Model Fine-tuning: We have implemented the fine-tuning component. It will randomly sample data contributors’ submissions and the training distribution to generate the training data for fine-tuning each model. To improve efficiency, we use the novel FFCV to fine-tune all models (Leclerc and et al., 2023). It takes 6 seconds to fine-tune a ResNet-18 model on 100 samples of CIFAR-10 on an NVIDIA V100 GPU. To further save time for the interactive demo, we also pre-fine-tune several models for a pre-selected test sample set. LiRA Attack: We have implemented the offline LiRA attack. It trains multiple offline domain-agnostic shadow models. The number of shadow models is 256 by default as suggested (Carlini and et al., 2022a). Privacy Score Evaluation: After fine-tuning the models, LiRA will automatically calculate the privacy score for the submitted instances. To save time, we have also pre-trained the necessary models for the CIFAR-10 dataset and ResNet-18 architecture, showing the privacy score evaluation for all instances in the CIFAR-10 dataset. Demo users can also try the interactive live system with new samples and models.

3.2. Interactive Demo Workflow

We aim to use the interactive live system (a preliminary UI design is shown in Figure 3) to give the audience a hands-on experience with model fine-tuning, the LiRA attack, and privacy score evaluation. For simplicity, the demo system will use pre-trained models for LiRA in the offline stage. The online stage may also include pre-fine-tuned models for the CIFAR-10 dataset and ResNet-18 architecture but performs online privacy score evaluations for all instances in the CIFAR-10 dataset. We describe the main demo workflow as follows: 1. The user will use the contributor-side tool to upload a batch of instances to be tested to the scoring system. 2. The user then uses the builder-side tool to upload the base model and share the fine-tuning strategy, i.e., a Python script. 3. The user then starts the fine-tuning step to get the fine-tuned models. The core system then calculates the privacy score per instance and sends it back to the contributor-side tool.

4. SUMMARY

The demonstration showcases a personalized privacy scoring service for machine learning participation based on the recently developed offline LiRA attack.

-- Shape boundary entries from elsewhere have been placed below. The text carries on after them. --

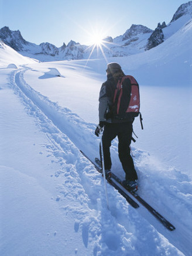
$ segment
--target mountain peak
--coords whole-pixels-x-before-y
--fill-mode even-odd
[[[124,40],[128,39],[131,37],[133,36],[136,36],[138,34],[140,33],[152,33],[153,30],[149,29],[145,26],[141,25],[135,25],[132,24],[131,28],[128,29],[126,32],[123,35],[123,39]]]
[[[187,14],[189,15],[192,18],[192,1],[181,5],[173,15],[171,22],[176,21],[179,18]]]
[[[12,31],[8,26],[0,29],[0,39],[3,42],[16,51],[23,49],[23,45],[28,45],[28,42],[23,39],[19,30]]]

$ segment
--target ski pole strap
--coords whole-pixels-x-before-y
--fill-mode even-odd
[[[141,113],[140,112],[139,112],[139,116],[140,116],[140,125],[141,125],[141,128],[143,130],[143,123],[142,123],[142,116],[141,115]]]

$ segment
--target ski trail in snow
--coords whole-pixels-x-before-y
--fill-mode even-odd
[[[91,156],[92,159],[97,155],[99,140],[97,138],[95,138],[94,136],[95,124],[85,122],[77,115],[72,113],[69,110],[59,107],[56,103],[50,101],[48,98],[35,91],[23,79],[23,73],[28,69],[28,68],[25,67],[24,69],[17,70],[12,73],[11,80],[11,84],[13,86],[15,86],[14,89],[16,90],[18,92],[20,90],[20,93],[21,93],[20,95],[22,98],[24,97],[23,94],[26,97],[24,100],[26,104],[26,107],[29,113],[39,120],[41,128],[46,133],[50,141],[50,145],[49,146],[51,148],[50,150],[53,152],[53,155],[57,159],[59,159],[60,158],[61,162],[64,159],[66,159],[64,161],[67,161],[68,163],[71,163],[72,170],[73,169],[78,170],[81,169],[84,169],[84,163],[87,161],[80,155],[78,148],[82,149],[85,153],[87,152],[87,153],[88,152],[89,156]],[[17,88],[15,88],[15,86],[16,86]],[[37,107],[38,108],[37,109]],[[93,136],[91,136],[91,134]],[[74,144],[71,144],[71,141]],[[97,146],[96,147],[95,145]],[[77,147],[77,149],[76,147]],[[90,149],[91,149],[91,151]],[[115,149],[116,154],[117,151],[115,149],[115,142],[114,145],[114,149]],[[71,157],[69,156],[68,153],[67,153],[67,155],[66,154],[65,151],[66,150],[67,150],[67,153],[69,151],[71,152]],[[142,156],[143,153],[142,152],[139,152],[139,151],[137,151],[136,149],[135,149],[134,151],[134,153],[138,155],[136,156],[138,158],[139,158],[139,156]],[[78,159],[80,159],[80,161],[77,160],[74,162],[74,155],[77,155]],[[88,166],[90,166],[89,163],[87,161],[86,162]],[[59,173],[56,173],[56,175],[60,175],[62,173],[63,171],[61,170],[60,173],[59,172]],[[89,207],[92,207],[92,205],[94,203],[96,205],[96,202],[93,203],[94,200],[95,200],[95,198],[97,198],[97,196],[95,197],[95,194],[97,193],[101,194],[99,189],[95,189],[97,187],[97,182],[99,182],[97,179],[97,182],[93,182],[92,179],[91,179],[93,183],[91,184],[91,187],[92,186],[94,189],[90,189],[90,184],[88,183],[90,179],[87,179],[87,177],[92,175],[95,175],[97,177],[98,176],[95,174],[95,172],[91,169],[91,170],[86,170],[86,172],[84,170],[84,172],[78,174],[81,180],[81,183],[85,192],[90,196],[89,199],[91,201],[91,203],[88,204]],[[69,179],[70,179],[70,178],[71,176],[69,176]],[[157,187],[159,187],[159,186]],[[157,189],[157,194],[159,192],[159,190]],[[69,191],[71,191],[71,188],[70,188]],[[102,202],[105,202],[104,197],[102,197]],[[166,202],[166,203],[167,203]],[[166,204],[165,204],[164,206],[167,207]],[[102,207],[104,206],[102,206]],[[112,214],[114,215],[114,213],[112,213]],[[143,213],[143,214],[145,215]],[[124,221],[121,221],[121,224],[126,226]],[[85,231],[87,230],[87,224],[83,226],[84,227],[83,228],[84,234],[85,234]],[[190,243],[188,238],[187,238],[187,237],[190,237],[188,235],[188,234],[187,232],[183,232],[183,226],[180,226],[180,229],[181,230],[181,233],[186,237],[186,244]],[[176,224],[176,228],[177,228],[178,226],[177,226],[177,224]],[[160,228],[160,230],[163,233],[162,228]],[[170,235],[166,232],[164,233],[164,235],[176,246],[177,246],[177,244],[179,244],[179,237],[177,238],[178,241],[176,240],[176,241],[174,241],[175,239],[174,235]],[[84,235],[84,237],[86,237],[86,235]],[[85,244],[87,244],[87,239],[85,238]],[[183,247],[182,245],[181,247]],[[184,250],[183,248],[182,249]]]
[[[15,76],[15,73],[12,74],[11,83],[12,86],[18,85],[18,83],[20,86],[20,81],[17,75],[22,71],[16,72]],[[15,78],[17,83],[15,84]],[[25,97],[26,94],[29,96],[28,91],[25,90],[24,93],[24,88],[20,89],[16,88],[17,93],[29,113],[38,120],[37,125],[40,125],[50,141],[50,144],[46,145],[47,148],[56,156],[61,165],[60,170],[55,173],[56,177],[62,175],[63,179],[63,183],[58,185],[60,196],[57,197],[56,201],[62,206],[61,199],[63,198],[64,200],[67,197],[69,199],[71,198],[71,202],[74,202],[74,199],[77,200],[82,206],[80,207],[77,204],[68,205],[63,210],[65,212],[68,210],[77,218],[74,223],[74,230],[76,232],[81,230],[85,247],[87,248],[88,244],[94,241],[93,255],[96,255],[100,252],[100,255],[110,254],[115,256],[116,251],[118,251],[121,255],[125,255],[126,252],[124,251],[125,248],[126,252],[129,251],[131,253],[132,247],[134,247],[135,238],[130,230],[128,232],[124,227],[116,223],[116,218],[112,213],[113,208],[111,215],[106,210],[104,193],[102,193],[103,185],[100,175],[95,172],[88,161],[83,157],[68,138],[53,125],[52,121],[33,103],[29,97]],[[32,94],[30,94],[32,95]],[[114,194],[112,187],[109,188],[109,194],[110,193]],[[115,193],[118,196],[118,192]],[[114,207],[115,208],[115,204],[118,205],[121,203],[124,204],[124,202],[118,202],[117,198],[114,203]],[[126,202],[124,207],[127,209],[127,211],[129,210],[129,207]],[[130,243],[128,244],[127,241]]]

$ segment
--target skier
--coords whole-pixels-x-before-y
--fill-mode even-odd
[[[98,136],[101,131],[104,129],[102,139],[105,175],[107,178],[111,175],[111,142],[118,136],[119,158],[125,172],[125,180],[122,183],[129,190],[135,192],[138,189],[138,175],[130,154],[129,148],[134,118],[130,115],[125,118],[118,118],[118,116],[114,116],[112,113],[115,88],[119,79],[125,76],[125,74],[121,66],[116,63],[108,64],[106,71],[107,80],[102,84],[100,93],[100,123],[96,128],[95,134]],[[125,81],[128,86],[130,85],[129,78],[126,78]]]

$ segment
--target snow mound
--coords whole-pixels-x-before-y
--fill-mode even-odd
[[[61,76],[57,69],[56,69],[54,67],[49,67],[49,69],[50,70],[50,71],[49,71],[48,72],[46,72],[43,76],[42,76],[39,78],[40,79],[46,79],[54,77],[56,76],[64,77],[64,76]]]
[[[18,67],[15,65],[15,64],[9,64],[7,68],[8,69],[18,69]]]

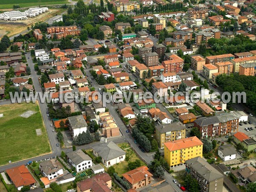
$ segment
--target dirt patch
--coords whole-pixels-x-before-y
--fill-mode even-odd
[[[32,115],[33,115],[36,112],[34,111],[27,111],[21,114],[20,116],[21,117],[23,117],[24,118],[28,118]]]

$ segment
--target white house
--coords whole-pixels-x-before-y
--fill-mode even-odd
[[[93,147],[93,154],[100,157],[102,163],[107,167],[122,162],[125,159],[126,153],[112,141]]]
[[[40,163],[39,169],[43,173],[43,175],[46,177],[48,180],[63,175],[63,166],[56,159],[52,159]]]
[[[218,155],[225,161],[236,159],[236,151],[232,145],[225,145],[219,148]]]
[[[176,74],[174,72],[162,73],[160,76],[160,79],[163,83],[175,82],[176,80]]]
[[[92,159],[81,149],[67,154],[68,162],[76,168],[76,172],[88,169],[93,166]]]
[[[49,75],[49,79],[51,82],[58,84],[59,82],[63,82],[65,81],[65,76],[62,73],[51,74]]]
[[[76,136],[87,130],[87,123],[82,115],[69,116],[67,118],[68,127],[73,139]]]

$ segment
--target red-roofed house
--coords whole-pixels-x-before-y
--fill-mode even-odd
[[[131,188],[136,189],[151,183],[153,175],[146,166],[142,166],[122,175],[124,180],[128,182]]]
[[[24,165],[7,169],[6,172],[18,191],[25,186],[35,186],[36,181]]]

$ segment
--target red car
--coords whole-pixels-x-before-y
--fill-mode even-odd
[[[181,191],[186,191],[186,188],[185,187],[184,187],[183,186],[181,186],[180,187],[180,189],[181,189]]]

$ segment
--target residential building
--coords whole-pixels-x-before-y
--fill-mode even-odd
[[[107,167],[122,162],[125,159],[126,153],[112,141],[93,147],[93,154],[100,157],[102,162]]]
[[[189,159],[203,157],[203,145],[195,136],[165,143],[164,159],[170,167],[184,165]]]
[[[148,27],[148,21],[144,18],[140,19],[138,20],[139,24],[141,25],[143,28],[147,28]]]
[[[82,171],[93,166],[92,159],[81,149],[67,154],[68,162],[76,168],[76,172]]]
[[[232,62],[232,60],[234,58],[235,56],[230,54],[209,56],[205,58],[205,63],[215,64],[215,63],[220,62],[230,61]],[[233,68],[234,67],[233,67]]]
[[[82,115],[69,116],[67,119],[68,126],[73,139],[79,134],[86,132],[87,125]]]
[[[39,163],[43,175],[49,180],[63,175],[63,166],[56,159],[51,159]]]
[[[141,47],[139,49],[139,55],[143,61],[145,60],[145,54],[152,52],[152,48]]]
[[[153,52],[157,53],[159,58],[163,57],[165,52],[165,47],[162,44],[154,44],[153,46]]]
[[[24,165],[6,169],[6,172],[18,191],[24,186],[29,186],[31,188],[36,186],[36,181]]]
[[[163,83],[176,81],[176,74],[174,72],[163,73],[161,74],[160,79]]]
[[[203,66],[205,64],[205,59],[201,55],[191,57],[191,67],[197,71],[203,70]]]
[[[192,113],[179,115],[180,121],[183,124],[194,122],[196,119],[196,116]]]
[[[156,52],[145,54],[145,64],[147,67],[158,65],[158,55]]]
[[[138,167],[122,174],[124,180],[129,183],[131,189],[137,189],[146,186],[154,180],[153,175],[145,166]]]
[[[128,61],[133,60],[134,59],[134,55],[130,52],[123,53],[122,55],[123,60],[125,63],[128,63]]]
[[[135,65],[135,74],[140,79],[145,79],[148,75],[148,68],[144,64],[139,64]]]
[[[203,75],[208,79],[212,79],[212,73],[218,72],[218,67],[212,64],[205,64],[203,65]]]
[[[77,183],[79,192],[111,192],[112,178],[107,173],[98,174]]]
[[[65,76],[63,73],[55,73],[49,75],[49,79],[52,82],[54,82],[55,84],[58,84],[60,82],[64,81]]]
[[[158,147],[161,149],[164,148],[165,143],[186,137],[186,127],[180,122],[160,125],[155,127],[156,138]]]
[[[198,181],[200,191],[222,192],[224,175],[202,158],[197,157],[186,162],[186,173]]]
[[[99,28],[99,29],[104,33],[105,37],[108,37],[112,34],[113,31],[109,26],[102,25]]]
[[[256,63],[245,63],[240,64],[239,75],[255,76],[256,74]]]
[[[230,61],[216,63],[215,65],[218,68],[218,73],[221,74],[230,75],[233,72],[233,64]]]
[[[99,15],[99,17],[109,22],[115,20],[115,15],[111,12],[102,12],[101,15]]]
[[[116,82],[129,81],[129,74],[126,72],[121,72],[114,74],[114,78]]]
[[[159,76],[164,72],[164,67],[163,65],[156,65],[148,67],[151,77]]]
[[[235,159],[236,151],[232,145],[224,145],[220,146],[218,149],[218,155],[224,161]]]

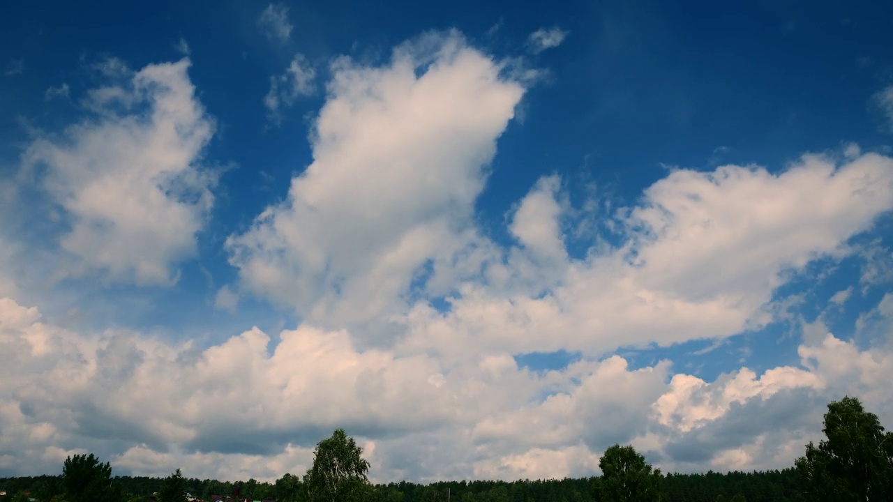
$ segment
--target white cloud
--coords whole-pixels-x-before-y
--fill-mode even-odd
[[[44,93],[44,99],[46,101],[49,101],[51,99],[54,99],[57,97],[62,99],[68,99],[70,91],[71,89],[69,88],[68,84],[63,82],[63,84],[57,88],[48,88],[46,89],[46,92]]]
[[[74,257],[63,264],[66,273],[170,284],[176,264],[195,254],[213,199],[213,176],[200,162],[214,124],[188,67],[188,59],[152,64],[124,85],[93,89],[87,103],[98,119],[38,137],[25,152],[27,169],[46,167],[43,184],[69,217],[71,230],[60,239]],[[117,60],[99,70],[119,78],[127,71]]]
[[[272,41],[285,44],[291,38],[293,26],[288,21],[288,7],[285,4],[267,5],[261,13],[257,24]]]
[[[243,289],[350,323],[392,311],[419,267],[461,246],[523,88],[456,33],[332,74],[313,163],[227,247]]]
[[[316,71],[300,54],[295,54],[285,73],[270,77],[270,91],[263,98],[270,120],[280,122],[283,108],[294,105],[299,96],[312,95],[315,90],[315,79]]]
[[[305,469],[339,426],[377,481],[589,475],[615,441],[664,469],[767,469],[802,455],[844,394],[893,420],[893,355],[830,335],[799,347],[799,367],[714,381],[619,356],[537,373],[506,356],[359,350],[306,325],[278,338],[254,329],[198,349],[81,335],[0,299],[0,448],[16,452],[4,472],[56,472],[61,445],[77,444],[119,473],[272,480]]]
[[[780,174],[676,171],[621,212],[622,246],[571,260],[557,278],[488,257],[486,280],[461,286],[448,313],[413,305],[406,344],[462,358],[728,337],[772,321],[790,271],[851,253],[846,242],[891,207],[893,159],[874,154],[839,166],[807,155]]]
[[[851,286],[849,288],[847,288],[846,289],[840,289],[837,293],[834,293],[834,295],[832,295],[828,301],[836,305],[843,305],[847,303],[847,300],[848,300],[852,295],[853,295],[853,287]]]
[[[527,38],[527,45],[533,54],[557,47],[564,41],[569,32],[558,28],[540,28]]]
[[[179,54],[186,56],[191,54],[191,51],[189,50],[189,44],[187,43],[186,38],[183,38],[182,37],[180,37],[177,44],[174,45],[173,48]]]

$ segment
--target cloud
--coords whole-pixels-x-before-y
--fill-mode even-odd
[[[25,60],[12,59],[8,63],[6,63],[6,69],[4,71],[4,74],[7,77],[12,77],[14,75],[21,75],[25,71]]]
[[[61,136],[42,135],[25,169],[65,212],[63,273],[98,273],[114,282],[171,284],[176,264],[196,253],[213,200],[213,173],[201,166],[213,121],[195,96],[189,61],[152,64],[121,85],[92,89],[96,113]],[[103,75],[127,74],[108,60]],[[35,171],[41,167],[41,171]]]
[[[562,45],[564,38],[570,34],[569,31],[562,29],[557,26],[553,28],[540,28],[530,33],[527,38],[527,46],[533,54],[539,54],[547,49],[557,47]]]
[[[189,44],[187,43],[186,39],[182,37],[180,37],[179,40],[174,45],[173,48],[185,56],[191,54],[191,51],[189,50]]]
[[[678,170],[618,213],[618,246],[559,260],[549,274],[516,249],[507,260],[490,253],[479,264],[483,279],[462,283],[447,312],[413,305],[405,343],[461,359],[725,338],[775,319],[769,303],[792,273],[855,252],[847,242],[890,208],[893,159],[875,154],[839,165],[806,155],[778,174]]]
[[[57,472],[88,450],[118,473],[273,480],[305,469],[335,427],[366,448],[376,481],[589,475],[615,441],[664,469],[771,469],[819,437],[830,399],[857,395],[893,420],[893,355],[830,334],[801,345],[797,366],[714,381],[617,356],[534,372],[505,355],[361,350],[347,331],[307,325],[276,338],[253,329],[200,349],[80,334],[0,299],[8,472]]]
[[[288,68],[281,75],[270,77],[270,91],[263,98],[269,119],[279,123],[281,111],[294,105],[302,96],[310,96],[315,90],[313,80],[316,71],[303,54],[295,54]]]
[[[420,267],[461,245],[524,89],[455,32],[331,71],[313,163],[227,248],[243,290],[351,323],[398,309]]]
[[[271,41],[285,44],[291,38],[293,28],[288,21],[288,7],[285,4],[270,4],[261,13],[258,26]]]
[[[55,98],[68,99],[70,90],[71,89],[69,89],[68,84],[63,82],[63,84],[57,88],[48,88],[46,92],[44,93],[44,99],[46,101]]]

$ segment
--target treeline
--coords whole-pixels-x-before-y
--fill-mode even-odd
[[[290,475],[289,475],[290,476]],[[204,500],[213,495],[231,496],[236,488],[240,495],[251,500],[288,501],[294,483],[285,476],[276,483],[248,481],[219,481],[184,478],[187,493]],[[7,491],[12,500],[14,494],[29,493],[38,500],[50,500],[57,491],[52,486],[61,486],[61,476],[23,476],[0,478],[0,489]],[[597,478],[563,479],[549,481],[522,480],[505,481],[442,481],[432,484],[399,482],[372,486],[375,501],[431,502],[592,502]],[[164,486],[165,478],[145,476],[114,476],[112,483],[120,487],[122,500],[147,500]],[[291,484],[291,486],[288,486]],[[47,488],[50,489],[47,489]],[[707,473],[706,474],[667,474],[661,482],[662,490],[672,502],[715,502],[741,496],[747,502],[797,500],[797,481],[793,469],[764,473]],[[49,497],[47,497],[49,496]]]
[[[762,473],[663,474],[632,446],[602,456],[601,476],[554,481],[411,482],[373,485],[363,450],[342,429],[317,445],[303,476],[274,483],[115,476],[93,454],[65,460],[62,476],[0,478],[0,502],[187,502],[238,495],[278,502],[761,502],[893,500],[893,433],[858,399],[828,405],[826,439],[806,445],[793,468]]]

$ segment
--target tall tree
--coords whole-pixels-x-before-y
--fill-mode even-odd
[[[119,502],[121,492],[112,483],[112,465],[92,453],[65,459],[62,484],[69,502]]]
[[[304,485],[297,476],[286,473],[276,480],[273,487],[278,502],[302,502],[304,500]]]
[[[625,502],[663,499],[660,469],[652,470],[645,456],[631,445],[614,445],[605,451],[598,466],[602,478],[596,484],[596,498],[601,501]]]
[[[856,397],[828,405],[826,439],[797,459],[802,495],[808,500],[893,500],[893,434]]]
[[[363,500],[371,492],[369,462],[363,448],[345,432],[337,429],[322,439],[313,451],[313,465],[304,476],[311,502],[351,502]]]
[[[183,473],[177,469],[164,479],[161,491],[158,492],[159,502],[187,502],[186,480]]]

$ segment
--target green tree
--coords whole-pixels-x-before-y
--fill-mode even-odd
[[[164,478],[164,484],[158,492],[159,502],[187,502],[186,480],[183,473],[177,469],[170,476]]]
[[[62,485],[69,502],[120,502],[122,493],[112,483],[112,466],[92,453],[65,459]]]
[[[351,502],[364,500],[371,494],[366,473],[369,462],[363,448],[344,431],[337,429],[322,439],[313,451],[313,465],[304,476],[311,502]]]
[[[273,489],[278,502],[302,502],[304,499],[305,490],[301,479],[288,473],[276,480]]]
[[[797,459],[801,495],[808,500],[893,499],[893,434],[855,397],[828,405],[826,439]]]
[[[605,451],[598,466],[602,479],[596,485],[596,498],[604,502],[633,500],[658,501],[663,476],[660,469],[652,470],[645,457],[632,446],[614,445]]]

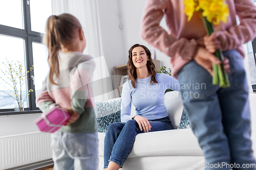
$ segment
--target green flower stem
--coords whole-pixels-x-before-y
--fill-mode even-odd
[[[206,30],[207,35],[210,36],[214,32],[214,28],[212,23],[209,22],[205,17],[202,16],[202,19],[204,23],[204,27]],[[219,48],[214,53],[214,55],[221,61],[224,61],[223,54],[221,49]],[[220,87],[228,87],[230,86],[227,71],[224,69],[222,64],[217,65],[212,64],[212,71],[214,76],[212,76],[212,84],[218,85]]]

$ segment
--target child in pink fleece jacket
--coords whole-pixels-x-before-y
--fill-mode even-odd
[[[50,16],[45,42],[50,71],[37,104],[44,112],[59,106],[71,117],[51,135],[54,168],[98,169],[98,124],[89,91],[95,63],[82,54],[86,40],[79,21],[69,14]]]
[[[256,7],[251,0],[225,3],[229,10],[227,22],[215,26],[215,33],[207,37],[199,12],[187,21],[183,1],[147,0],[141,36],[170,57],[173,76],[181,85],[206,85],[197,88],[181,86],[180,89],[192,130],[204,151],[206,169],[236,163],[237,168],[256,169],[242,46],[256,36]],[[164,15],[168,32],[159,26]],[[227,88],[212,84],[212,64],[221,62],[211,53],[219,47],[228,59],[224,63],[231,85]],[[192,96],[186,95],[190,93]],[[246,168],[244,164],[253,166]],[[229,169],[228,165],[221,167]]]

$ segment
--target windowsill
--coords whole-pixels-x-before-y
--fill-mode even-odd
[[[40,110],[27,110],[27,111],[20,111],[20,112],[14,112],[14,111],[3,112],[0,112],[0,116],[8,115],[15,115],[15,114],[38,113],[42,113],[42,112]]]

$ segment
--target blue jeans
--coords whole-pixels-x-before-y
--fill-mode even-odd
[[[98,170],[98,132],[51,135],[54,170]]]
[[[255,169],[242,167],[255,163],[243,59],[236,50],[223,54],[229,60],[230,87],[213,85],[210,74],[193,60],[178,74],[184,106],[204,151],[206,169],[229,169],[228,166],[212,168],[218,163],[236,163],[233,169]]]
[[[173,129],[169,117],[148,120],[152,127],[150,132],[159,131]],[[104,142],[104,168],[109,162],[112,161],[123,167],[123,163],[132,151],[135,137],[141,131],[135,120],[125,123],[110,124],[105,136]]]

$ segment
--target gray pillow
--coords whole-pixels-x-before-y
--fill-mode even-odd
[[[98,132],[105,133],[109,125],[114,123],[121,122],[120,114],[121,111],[119,110],[113,114],[98,118],[97,121],[99,124]]]
[[[180,123],[177,129],[189,129],[191,128],[190,123],[187,118],[186,111],[183,109],[180,119]]]
[[[95,101],[95,105],[99,132],[105,133],[109,125],[121,122],[121,98],[108,101]]]

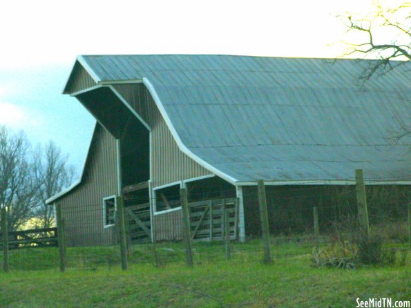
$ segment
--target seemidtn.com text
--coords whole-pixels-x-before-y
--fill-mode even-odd
[[[408,307],[410,308],[410,300],[392,300],[392,298],[368,298],[365,300],[361,300],[360,298],[356,299],[356,307],[365,307],[365,308],[396,308],[396,307]]]

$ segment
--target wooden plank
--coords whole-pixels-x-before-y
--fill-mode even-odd
[[[202,222],[202,220],[204,220],[204,218],[205,217],[205,215],[208,213],[208,211],[209,211],[209,208],[208,207],[206,207],[205,208],[205,210],[202,213],[202,215],[200,218],[200,220],[198,222],[195,222],[197,223],[196,224],[197,224],[197,227],[195,227],[195,229],[193,231],[193,234],[191,234],[191,238],[194,238],[194,236],[195,236],[195,233],[197,233],[197,230],[198,230],[198,228],[200,227],[200,225]]]
[[[126,238],[126,223],[124,222],[124,206],[123,205],[123,198],[121,195],[115,197],[115,203],[118,214],[118,222],[120,238],[120,254],[122,257],[122,269],[123,271],[127,269],[127,239]],[[132,213],[131,211],[130,213]]]
[[[141,183],[128,185],[123,189],[123,193],[129,193],[141,189],[148,189],[149,182],[142,182]]]
[[[180,190],[180,200],[183,217],[183,234],[186,249],[186,262],[187,266],[193,267],[193,251],[191,251],[191,236],[190,236],[190,213],[187,201],[187,191],[186,189]]]
[[[367,196],[365,195],[365,185],[364,184],[363,169],[356,169],[355,171],[355,180],[360,232],[362,235],[368,237],[370,236],[370,224],[368,222]]]
[[[61,204],[57,204],[56,206],[56,216],[57,220],[59,256],[60,257],[60,271],[66,271],[67,260],[66,258],[66,240],[65,240],[65,222],[61,215]]]
[[[264,242],[264,262],[272,262],[269,247],[269,225],[268,222],[268,210],[267,209],[267,199],[265,197],[265,186],[264,180],[260,180],[258,186],[258,203],[260,204],[260,218],[261,220],[261,229]]]
[[[234,238],[237,238],[237,229],[238,229],[238,203],[239,198],[236,198],[234,204]]]
[[[169,200],[167,200],[167,198],[166,198],[164,194],[163,193],[160,193],[160,195],[161,196],[161,198],[163,200],[163,202],[164,202],[164,204],[166,204],[166,207],[167,208],[167,209],[168,210],[171,209],[171,206],[170,206]]]
[[[149,230],[149,229],[147,229],[144,223],[142,222],[139,219],[139,218],[137,217],[137,215],[131,211],[130,211],[128,209],[125,209],[125,210],[127,212],[127,213],[130,215],[130,217],[141,227],[141,229],[142,229],[146,233],[147,233],[150,238],[151,238],[151,232],[150,231],[150,230]]]
[[[41,244],[48,242],[57,242],[57,238],[32,238],[30,240],[9,240],[9,244]]]
[[[209,220],[210,221],[210,224],[209,228],[209,237],[210,241],[213,240],[213,203],[211,201],[209,201]]]
[[[3,270],[6,272],[8,271],[8,232],[7,226],[7,211],[6,208],[0,209],[1,218],[0,221],[1,227],[0,228],[3,232],[2,234],[2,246],[3,246]]]

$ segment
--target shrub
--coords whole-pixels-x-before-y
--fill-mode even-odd
[[[383,249],[379,235],[352,237],[351,240],[336,240],[325,248],[314,248],[312,260],[317,267],[352,269],[359,265],[393,265],[397,261],[396,251]],[[398,264],[406,263],[407,251],[401,251]]]
[[[357,248],[349,241],[337,241],[325,248],[314,247],[312,260],[317,267],[353,269],[356,265]]]

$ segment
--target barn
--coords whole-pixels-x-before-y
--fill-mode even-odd
[[[410,191],[411,142],[392,138],[410,125],[410,66],[363,83],[371,61],[78,57],[64,93],[95,128],[79,180],[47,200],[61,206],[67,244],[115,242],[116,195],[133,240],[181,239],[183,187],[199,240],[221,238],[223,203],[233,238],[258,233],[260,179],[273,230],[335,204],[356,169],[398,203]]]

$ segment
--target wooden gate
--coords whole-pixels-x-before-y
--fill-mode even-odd
[[[126,232],[131,242],[151,241],[150,203],[129,205],[124,208]]]
[[[199,201],[189,204],[191,237],[194,240],[222,240],[224,236],[223,207],[229,210],[230,238],[237,238],[237,198]]]

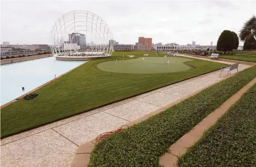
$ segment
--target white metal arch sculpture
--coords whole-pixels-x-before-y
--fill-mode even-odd
[[[52,31],[51,48],[59,60],[84,60],[111,55],[112,34],[98,16],[73,11],[59,17]]]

The purpose is to show that with the proposed batch-based offline-online combined processing strategy, we are able to make fast privacy score evaluations for data contributors to determine the risk of participating in a model fine-tuning task. The audience can interactively explore the demo, which we believe will help researchers and practitioners better understand the basic idea and practicality of our approach.

5. ACKNOWLEDGMENT

This research was partially supported by the National Science Foundation (Award# 2232824).